Part A Total: /34 marks

BEGIN HYPOTHESIS TESTING AND DATA ANALYSIS

b. Present Comparison Statistics:

• Start this section with an opening paragraph that identifies the columns of data you wish to test for THREE differences in mean (as an example, will you test

differences in ticket price by certain date categories? You can justify trying to test

three different date categories against one another).

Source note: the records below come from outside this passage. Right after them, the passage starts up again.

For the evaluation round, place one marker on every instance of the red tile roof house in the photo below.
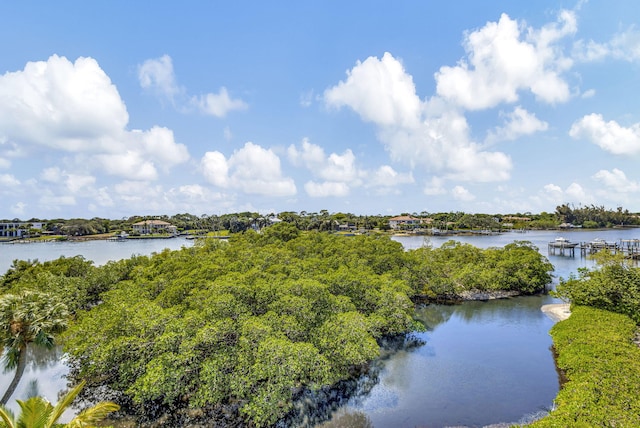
(404, 220)
(148, 227)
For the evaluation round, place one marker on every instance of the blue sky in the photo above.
(112, 109)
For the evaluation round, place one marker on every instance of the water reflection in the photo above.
(482, 363)
(478, 363)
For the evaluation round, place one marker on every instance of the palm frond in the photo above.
(7, 417)
(64, 403)
(35, 412)
(91, 416)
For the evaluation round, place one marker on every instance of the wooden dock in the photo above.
(630, 248)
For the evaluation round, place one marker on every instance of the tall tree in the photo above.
(27, 317)
(37, 412)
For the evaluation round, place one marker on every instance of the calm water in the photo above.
(482, 362)
(98, 251)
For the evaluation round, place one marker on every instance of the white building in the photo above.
(18, 229)
(148, 227)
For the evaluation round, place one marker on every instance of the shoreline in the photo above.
(557, 311)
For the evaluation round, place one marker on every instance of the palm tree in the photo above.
(37, 412)
(27, 317)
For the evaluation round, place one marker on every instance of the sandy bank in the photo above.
(557, 311)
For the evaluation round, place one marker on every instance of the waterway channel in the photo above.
(480, 363)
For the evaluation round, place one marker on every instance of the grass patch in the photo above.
(602, 364)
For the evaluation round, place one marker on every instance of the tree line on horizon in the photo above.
(565, 215)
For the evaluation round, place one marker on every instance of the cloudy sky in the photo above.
(112, 109)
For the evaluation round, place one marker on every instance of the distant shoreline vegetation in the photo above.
(565, 217)
(244, 329)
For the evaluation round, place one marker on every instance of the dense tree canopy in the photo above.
(251, 321)
(250, 324)
(454, 268)
(614, 286)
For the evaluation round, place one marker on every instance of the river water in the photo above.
(481, 362)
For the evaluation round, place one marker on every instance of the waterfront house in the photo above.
(17, 229)
(404, 222)
(149, 227)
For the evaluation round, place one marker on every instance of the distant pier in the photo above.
(630, 248)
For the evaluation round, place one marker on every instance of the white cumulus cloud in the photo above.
(71, 106)
(219, 104)
(517, 123)
(432, 134)
(506, 57)
(610, 136)
(380, 91)
(326, 189)
(251, 169)
(617, 181)
(158, 75)
(459, 193)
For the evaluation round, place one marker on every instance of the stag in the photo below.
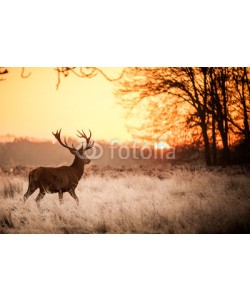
(62, 179)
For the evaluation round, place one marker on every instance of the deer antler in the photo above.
(58, 137)
(89, 144)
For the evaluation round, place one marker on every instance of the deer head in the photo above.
(78, 152)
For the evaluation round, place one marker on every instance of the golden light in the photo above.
(162, 145)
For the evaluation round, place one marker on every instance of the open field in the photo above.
(134, 201)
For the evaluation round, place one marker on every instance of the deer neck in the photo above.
(78, 166)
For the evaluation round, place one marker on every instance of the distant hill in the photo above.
(26, 152)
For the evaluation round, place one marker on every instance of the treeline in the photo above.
(205, 107)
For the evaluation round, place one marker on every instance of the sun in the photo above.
(162, 145)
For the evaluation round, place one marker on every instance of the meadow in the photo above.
(127, 200)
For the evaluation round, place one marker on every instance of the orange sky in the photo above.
(33, 107)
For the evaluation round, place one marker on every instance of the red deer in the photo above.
(62, 179)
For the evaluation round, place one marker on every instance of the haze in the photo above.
(33, 107)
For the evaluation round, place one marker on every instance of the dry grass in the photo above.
(185, 201)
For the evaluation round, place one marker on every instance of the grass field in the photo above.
(131, 201)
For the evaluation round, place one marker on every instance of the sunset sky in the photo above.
(33, 107)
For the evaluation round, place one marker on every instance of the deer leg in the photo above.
(60, 195)
(40, 196)
(73, 194)
(30, 191)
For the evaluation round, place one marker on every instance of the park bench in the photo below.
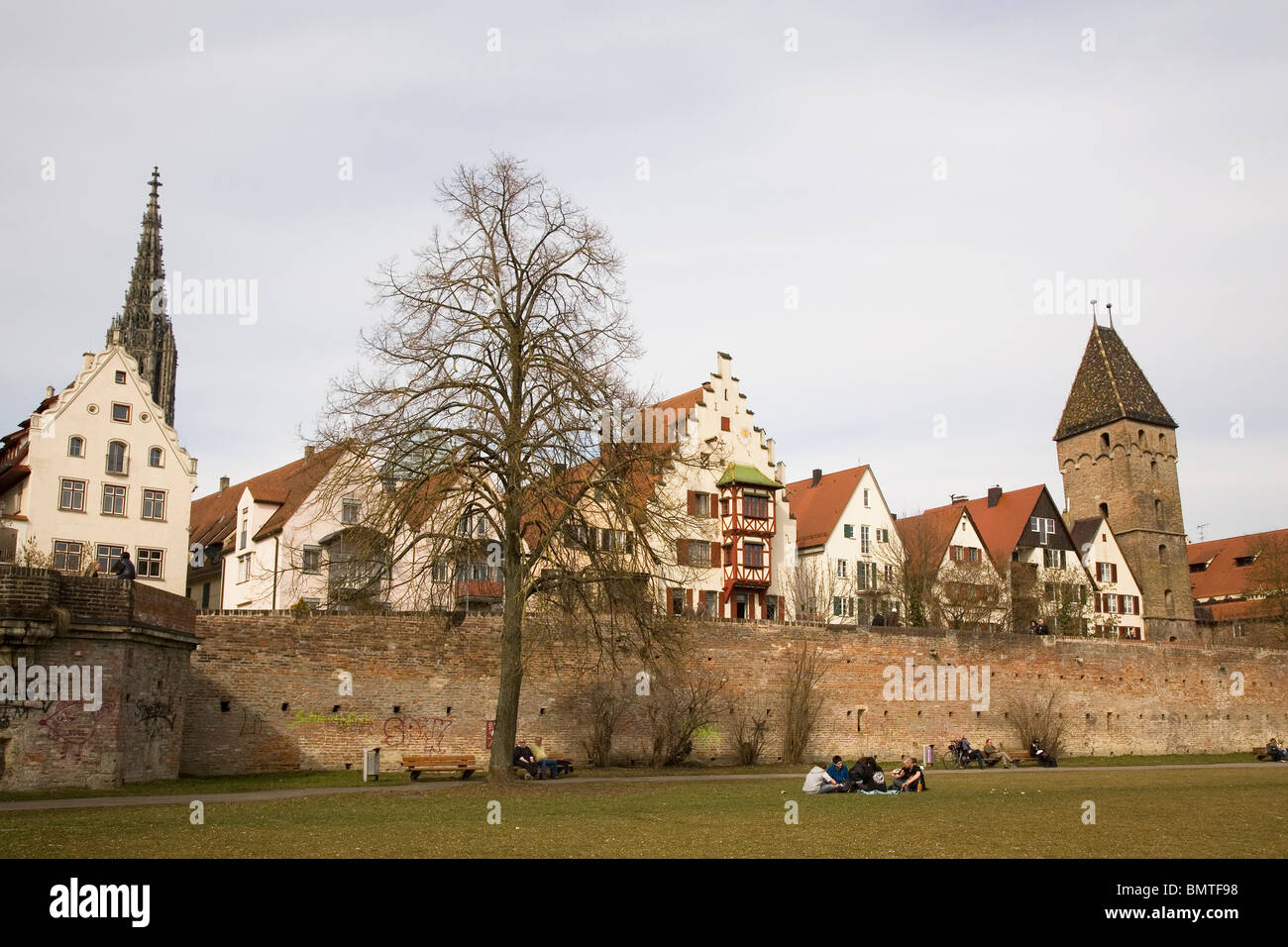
(417, 764)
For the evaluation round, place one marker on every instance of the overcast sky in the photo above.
(913, 170)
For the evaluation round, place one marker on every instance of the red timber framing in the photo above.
(747, 523)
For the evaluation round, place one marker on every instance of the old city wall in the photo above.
(266, 690)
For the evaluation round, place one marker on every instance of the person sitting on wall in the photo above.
(1041, 755)
(966, 754)
(816, 781)
(124, 567)
(910, 777)
(992, 755)
(546, 762)
(840, 774)
(524, 759)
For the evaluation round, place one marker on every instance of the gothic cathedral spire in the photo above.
(143, 326)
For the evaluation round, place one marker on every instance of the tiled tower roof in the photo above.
(1109, 386)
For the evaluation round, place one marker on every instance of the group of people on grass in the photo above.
(867, 776)
(537, 762)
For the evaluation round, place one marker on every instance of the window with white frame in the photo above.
(72, 496)
(310, 561)
(150, 564)
(67, 556)
(154, 504)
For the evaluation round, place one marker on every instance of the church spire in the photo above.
(143, 326)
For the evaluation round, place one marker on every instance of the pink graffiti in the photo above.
(424, 733)
(71, 725)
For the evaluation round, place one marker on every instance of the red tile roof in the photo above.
(1003, 526)
(213, 518)
(1223, 578)
(818, 508)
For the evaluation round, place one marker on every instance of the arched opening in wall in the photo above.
(116, 460)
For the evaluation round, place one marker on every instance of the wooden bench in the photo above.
(465, 766)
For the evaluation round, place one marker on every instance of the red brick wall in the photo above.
(420, 684)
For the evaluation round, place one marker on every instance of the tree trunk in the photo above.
(511, 681)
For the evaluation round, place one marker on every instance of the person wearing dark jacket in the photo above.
(524, 759)
(124, 567)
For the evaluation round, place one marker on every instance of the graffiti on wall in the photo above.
(156, 716)
(71, 725)
(416, 732)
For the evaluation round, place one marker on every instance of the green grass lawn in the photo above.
(393, 776)
(1220, 813)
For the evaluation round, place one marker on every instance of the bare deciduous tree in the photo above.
(481, 407)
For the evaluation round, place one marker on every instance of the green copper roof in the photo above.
(748, 476)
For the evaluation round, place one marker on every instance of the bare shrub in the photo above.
(802, 701)
(605, 702)
(1038, 718)
(748, 735)
(683, 701)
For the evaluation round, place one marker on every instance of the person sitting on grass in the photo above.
(816, 781)
(840, 772)
(1041, 755)
(524, 759)
(992, 755)
(910, 777)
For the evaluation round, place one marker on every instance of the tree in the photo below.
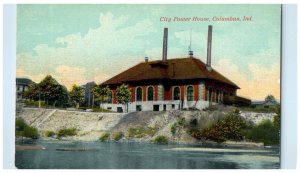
(32, 92)
(277, 118)
(100, 93)
(48, 90)
(123, 95)
(77, 95)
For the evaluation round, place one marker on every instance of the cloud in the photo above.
(19, 72)
(263, 80)
(78, 58)
(70, 75)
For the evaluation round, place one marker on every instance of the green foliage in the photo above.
(161, 140)
(265, 132)
(20, 124)
(117, 136)
(123, 94)
(104, 137)
(22, 129)
(30, 132)
(173, 128)
(49, 133)
(139, 132)
(66, 132)
(48, 90)
(101, 93)
(32, 103)
(101, 110)
(258, 109)
(194, 122)
(270, 98)
(181, 121)
(77, 95)
(277, 118)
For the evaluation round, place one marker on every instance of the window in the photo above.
(138, 108)
(150, 93)
(155, 107)
(176, 93)
(109, 100)
(224, 93)
(217, 96)
(190, 93)
(139, 94)
(210, 94)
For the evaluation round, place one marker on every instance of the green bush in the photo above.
(22, 129)
(117, 136)
(194, 122)
(181, 121)
(101, 110)
(229, 128)
(104, 137)
(161, 140)
(32, 103)
(49, 133)
(20, 124)
(66, 132)
(139, 132)
(265, 132)
(173, 128)
(30, 132)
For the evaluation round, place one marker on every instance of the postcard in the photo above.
(190, 86)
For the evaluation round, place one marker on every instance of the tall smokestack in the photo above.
(165, 44)
(209, 38)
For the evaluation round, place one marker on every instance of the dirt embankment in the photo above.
(136, 126)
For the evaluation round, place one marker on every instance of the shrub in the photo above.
(20, 124)
(104, 137)
(193, 122)
(49, 133)
(139, 132)
(173, 128)
(22, 129)
(32, 103)
(30, 132)
(117, 136)
(161, 140)
(265, 132)
(229, 128)
(181, 121)
(66, 132)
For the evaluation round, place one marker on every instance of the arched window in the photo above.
(210, 94)
(190, 93)
(224, 93)
(176, 93)
(150, 93)
(139, 94)
(217, 96)
(109, 99)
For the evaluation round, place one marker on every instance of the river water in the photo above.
(129, 155)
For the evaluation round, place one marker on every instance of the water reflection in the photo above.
(142, 156)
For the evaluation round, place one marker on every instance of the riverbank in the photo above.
(135, 127)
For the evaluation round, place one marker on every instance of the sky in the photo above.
(77, 44)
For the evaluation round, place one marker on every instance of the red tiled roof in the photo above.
(184, 68)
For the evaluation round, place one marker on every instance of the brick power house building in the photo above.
(181, 83)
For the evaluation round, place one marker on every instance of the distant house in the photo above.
(88, 96)
(264, 104)
(22, 85)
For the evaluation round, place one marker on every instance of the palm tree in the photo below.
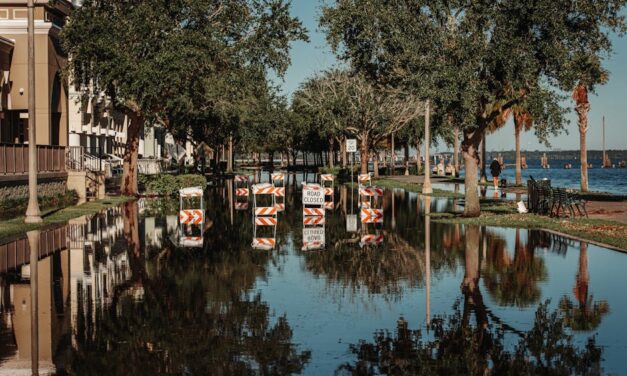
(582, 106)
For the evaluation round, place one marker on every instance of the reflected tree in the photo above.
(587, 313)
(513, 282)
(458, 347)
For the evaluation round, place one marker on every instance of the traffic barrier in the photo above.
(265, 221)
(310, 246)
(371, 239)
(263, 243)
(242, 192)
(191, 216)
(371, 215)
(241, 205)
(370, 191)
(315, 220)
(265, 210)
(278, 176)
(279, 192)
(313, 211)
(263, 189)
(364, 178)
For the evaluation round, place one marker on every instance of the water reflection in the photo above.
(119, 295)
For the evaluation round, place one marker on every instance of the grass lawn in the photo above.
(16, 226)
(412, 187)
(504, 215)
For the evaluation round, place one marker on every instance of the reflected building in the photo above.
(80, 265)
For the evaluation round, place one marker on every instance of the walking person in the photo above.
(495, 169)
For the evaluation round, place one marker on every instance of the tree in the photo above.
(370, 112)
(469, 55)
(153, 57)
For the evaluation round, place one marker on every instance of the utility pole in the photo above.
(426, 185)
(33, 244)
(33, 215)
(604, 155)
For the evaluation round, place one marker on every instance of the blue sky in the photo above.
(610, 100)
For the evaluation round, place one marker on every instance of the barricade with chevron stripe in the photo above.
(279, 191)
(265, 221)
(370, 191)
(191, 216)
(313, 221)
(242, 192)
(263, 243)
(313, 211)
(241, 205)
(371, 215)
(266, 211)
(371, 239)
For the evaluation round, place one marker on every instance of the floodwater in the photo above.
(130, 291)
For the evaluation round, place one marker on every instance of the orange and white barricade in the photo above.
(264, 216)
(242, 191)
(278, 180)
(313, 217)
(327, 182)
(191, 217)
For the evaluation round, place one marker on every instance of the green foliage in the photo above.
(168, 185)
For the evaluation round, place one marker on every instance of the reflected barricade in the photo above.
(191, 220)
(264, 216)
(242, 191)
(278, 180)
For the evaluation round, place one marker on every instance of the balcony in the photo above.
(14, 161)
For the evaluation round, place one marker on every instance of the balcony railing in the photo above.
(14, 159)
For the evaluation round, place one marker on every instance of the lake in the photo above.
(131, 291)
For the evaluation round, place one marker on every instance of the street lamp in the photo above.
(33, 215)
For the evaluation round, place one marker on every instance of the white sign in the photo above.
(313, 234)
(351, 145)
(313, 197)
(351, 223)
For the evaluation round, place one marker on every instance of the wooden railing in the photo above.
(14, 159)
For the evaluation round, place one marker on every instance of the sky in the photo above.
(610, 100)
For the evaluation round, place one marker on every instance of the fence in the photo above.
(14, 159)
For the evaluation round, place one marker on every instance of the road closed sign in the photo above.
(313, 197)
(351, 145)
(313, 235)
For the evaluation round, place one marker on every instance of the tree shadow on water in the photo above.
(459, 347)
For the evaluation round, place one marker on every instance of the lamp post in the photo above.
(426, 185)
(33, 215)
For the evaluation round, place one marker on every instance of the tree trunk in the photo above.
(229, 164)
(393, 156)
(343, 152)
(363, 153)
(484, 177)
(129, 175)
(456, 150)
(472, 207)
(331, 156)
(582, 113)
(517, 130)
(418, 163)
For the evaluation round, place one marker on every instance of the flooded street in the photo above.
(130, 291)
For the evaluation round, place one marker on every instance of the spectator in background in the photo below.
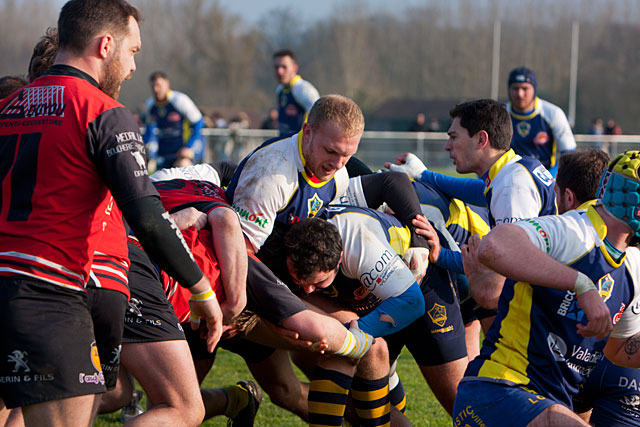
(612, 128)
(420, 124)
(10, 84)
(295, 96)
(540, 129)
(166, 135)
(239, 121)
(271, 122)
(434, 125)
(597, 127)
(218, 121)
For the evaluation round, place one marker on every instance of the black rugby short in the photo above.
(47, 346)
(269, 297)
(107, 312)
(438, 336)
(149, 316)
(250, 351)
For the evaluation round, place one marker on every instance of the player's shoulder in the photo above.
(549, 110)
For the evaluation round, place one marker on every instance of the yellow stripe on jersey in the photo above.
(601, 229)
(509, 360)
(304, 162)
(461, 215)
(399, 239)
(499, 164)
(536, 106)
(327, 386)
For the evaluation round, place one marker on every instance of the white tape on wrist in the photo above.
(583, 284)
(356, 344)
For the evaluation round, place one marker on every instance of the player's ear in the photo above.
(570, 198)
(106, 46)
(483, 139)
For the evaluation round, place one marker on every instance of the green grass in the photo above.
(422, 407)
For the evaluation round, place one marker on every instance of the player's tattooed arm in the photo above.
(632, 345)
(624, 351)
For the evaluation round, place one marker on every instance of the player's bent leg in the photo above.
(120, 396)
(472, 338)
(168, 377)
(75, 411)
(443, 380)
(557, 415)
(276, 377)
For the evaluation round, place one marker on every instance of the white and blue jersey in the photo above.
(543, 134)
(614, 394)
(271, 187)
(171, 125)
(294, 103)
(518, 187)
(456, 220)
(533, 340)
(381, 283)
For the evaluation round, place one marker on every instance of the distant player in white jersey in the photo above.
(540, 129)
(173, 125)
(295, 96)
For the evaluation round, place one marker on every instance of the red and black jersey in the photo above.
(65, 148)
(110, 265)
(201, 244)
(176, 192)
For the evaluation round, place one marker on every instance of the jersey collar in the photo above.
(68, 70)
(294, 80)
(536, 105)
(311, 180)
(496, 167)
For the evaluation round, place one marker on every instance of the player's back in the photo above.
(51, 186)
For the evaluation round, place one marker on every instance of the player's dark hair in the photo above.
(487, 115)
(10, 84)
(44, 54)
(580, 171)
(80, 21)
(312, 245)
(158, 75)
(284, 52)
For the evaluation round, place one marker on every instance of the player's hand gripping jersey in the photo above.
(373, 244)
(533, 340)
(544, 134)
(272, 187)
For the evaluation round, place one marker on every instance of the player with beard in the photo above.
(68, 145)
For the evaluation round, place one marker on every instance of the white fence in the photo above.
(379, 147)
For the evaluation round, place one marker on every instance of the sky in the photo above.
(251, 10)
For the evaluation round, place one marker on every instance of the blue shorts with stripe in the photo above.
(483, 403)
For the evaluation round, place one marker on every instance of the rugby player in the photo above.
(294, 95)
(98, 41)
(608, 389)
(551, 315)
(169, 114)
(267, 296)
(540, 129)
(512, 187)
(352, 256)
(292, 178)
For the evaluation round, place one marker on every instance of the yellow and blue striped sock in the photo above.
(371, 400)
(328, 392)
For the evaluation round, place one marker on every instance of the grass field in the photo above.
(422, 407)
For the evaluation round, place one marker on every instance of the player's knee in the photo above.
(378, 354)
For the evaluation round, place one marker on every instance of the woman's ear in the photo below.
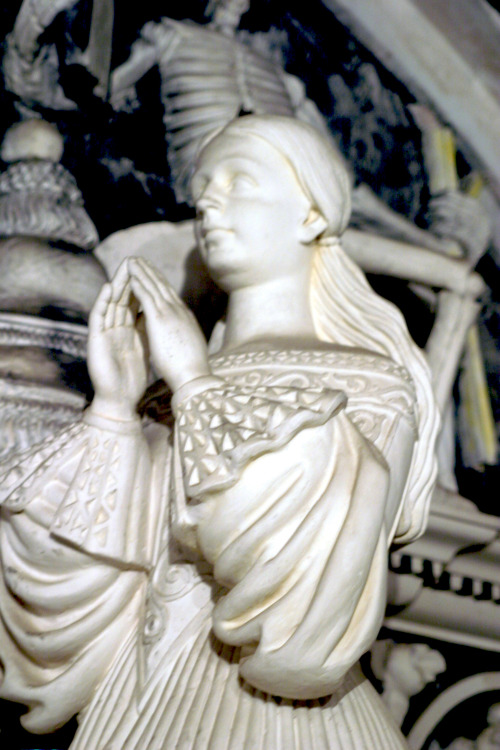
(314, 225)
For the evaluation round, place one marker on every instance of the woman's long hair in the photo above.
(345, 309)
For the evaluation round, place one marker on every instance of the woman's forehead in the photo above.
(241, 149)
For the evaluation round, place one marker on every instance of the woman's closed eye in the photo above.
(242, 182)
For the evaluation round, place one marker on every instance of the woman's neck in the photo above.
(278, 308)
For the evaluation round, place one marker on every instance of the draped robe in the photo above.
(212, 585)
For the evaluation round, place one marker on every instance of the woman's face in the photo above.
(250, 208)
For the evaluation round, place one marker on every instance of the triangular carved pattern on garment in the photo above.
(220, 430)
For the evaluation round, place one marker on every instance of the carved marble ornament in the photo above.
(210, 579)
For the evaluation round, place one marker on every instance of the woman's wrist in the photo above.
(192, 387)
(118, 410)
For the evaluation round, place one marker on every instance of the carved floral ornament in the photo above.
(214, 583)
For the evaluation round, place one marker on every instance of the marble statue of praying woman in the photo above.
(209, 579)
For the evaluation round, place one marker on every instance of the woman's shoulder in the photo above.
(308, 355)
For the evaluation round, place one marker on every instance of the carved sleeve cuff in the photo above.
(96, 476)
(221, 429)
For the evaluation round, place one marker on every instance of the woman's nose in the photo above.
(211, 198)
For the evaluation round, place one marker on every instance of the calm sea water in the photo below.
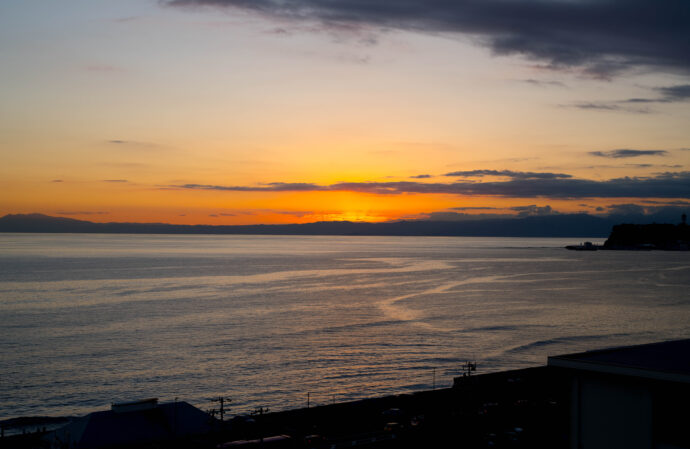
(86, 320)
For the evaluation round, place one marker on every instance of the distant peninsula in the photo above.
(555, 225)
(659, 236)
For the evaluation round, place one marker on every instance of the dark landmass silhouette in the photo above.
(650, 236)
(556, 225)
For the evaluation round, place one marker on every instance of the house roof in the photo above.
(112, 428)
(667, 361)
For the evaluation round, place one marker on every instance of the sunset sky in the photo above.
(267, 111)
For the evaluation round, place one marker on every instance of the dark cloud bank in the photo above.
(603, 37)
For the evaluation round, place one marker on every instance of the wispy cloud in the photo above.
(543, 83)
(663, 185)
(508, 174)
(81, 212)
(601, 37)
(626, 153)
(533, 210)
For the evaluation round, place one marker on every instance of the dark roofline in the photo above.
(669, 362)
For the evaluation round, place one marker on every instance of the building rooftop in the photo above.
(668, 361)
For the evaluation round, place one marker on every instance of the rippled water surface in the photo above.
(91, 319)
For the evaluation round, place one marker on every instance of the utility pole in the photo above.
(260, 411)
(221, 400)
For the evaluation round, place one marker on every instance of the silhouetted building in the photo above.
(133, 424)
(629, 397)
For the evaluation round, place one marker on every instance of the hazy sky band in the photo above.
(227, 112)
(602, 36)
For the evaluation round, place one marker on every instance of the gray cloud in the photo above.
(625, 153)
(664, 185)
(603, 37)
(507, 173)
(676, 93)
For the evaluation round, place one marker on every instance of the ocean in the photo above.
(268, 321)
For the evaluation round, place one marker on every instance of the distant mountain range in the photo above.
(556, 225)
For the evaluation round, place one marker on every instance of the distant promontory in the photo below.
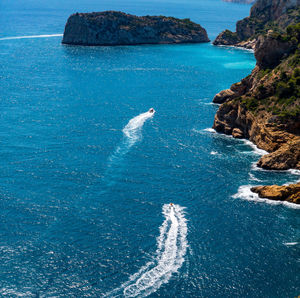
(118, 28)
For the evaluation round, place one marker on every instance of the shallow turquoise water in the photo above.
(84, 193)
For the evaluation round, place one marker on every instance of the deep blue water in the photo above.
(85, 192)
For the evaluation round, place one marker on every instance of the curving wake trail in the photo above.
(132, 134)
(30, 36)
(168, 258)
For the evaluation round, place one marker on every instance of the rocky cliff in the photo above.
(118, 28)
(265, 15)
(265, 106)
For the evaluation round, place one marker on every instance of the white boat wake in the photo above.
(168, 258)
(30, 36)
(132, 134)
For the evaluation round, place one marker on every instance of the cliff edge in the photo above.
(265, 106)
(118, 28)
(265, 15)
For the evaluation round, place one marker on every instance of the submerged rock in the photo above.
(118, 28)
(289, 193)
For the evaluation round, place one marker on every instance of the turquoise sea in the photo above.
(87, 174)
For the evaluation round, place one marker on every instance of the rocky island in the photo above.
(265, 106)
(118, 28)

o Use textbook terminology to outline why a difference test is appropriate with the variables you have chosen.

6 marks

• Provides a brief summary of your three difference test results. Marks will be allocated for if the appropriate test was run, and the appropriate statistics are

reported for each difference you have identified:

o Make sure to identify if the difference between mean scores is significant based on your p value range,

o If the null hypothesis is rejected, and o Any meaningful variables connections to the mean difference test;

▪ Approximately 1-2 pages. ▪ Calculations will appear as appendices

9 marks

• The results in this section will also be graded on how they are presented. Make sure the results are clear and formatted in a way that looks professional.

3 marks

Part B Total: /18 marks

c. Acknowledging Association Statistics:

• An organization may be interested in correlation analyses to determine if social media data is associated with ticket price purchases. Using scatterplots, provide a

summary of the associations between Columns E-J and Column M; six total

scatterplots.

6 marks

o From the visual representation of this data, what can we say about running correlation analyses on these variables?

2 marks

Part C Total: /8 marks

***Continued on next page

d. Provide Conclusions and Recommendations – Approximately 2 pages: Outline 5 conclusions and 5 recommendations based on the results you believe would be

meaningful to the Houston Dynamo.

Part D Total: /10 marks

Total: / 70 marks

Due Date: Wednesday April 13 2022 at 12:00pm EST to the Sakai Drop Box

**Partnering with the Houston Dynamo and Wasserman Media Group, approximately five

(5) exemplar Individual Projects (i.e., superior mark and professionalism of project

presentation) will be selected by Dr. Kerwin and the TAs to have the opportunity to present

their findings and recommendations to the Houston Dynamo data team. If chosen, Dr.

Kerwin will ask for the students’ voluntary engagement in the presentation (note. This is

not a requirement of the project, but rather than added incentive to conduct quality work)

and ensure the students are prepared to make a presentation to these industry

stakeholders.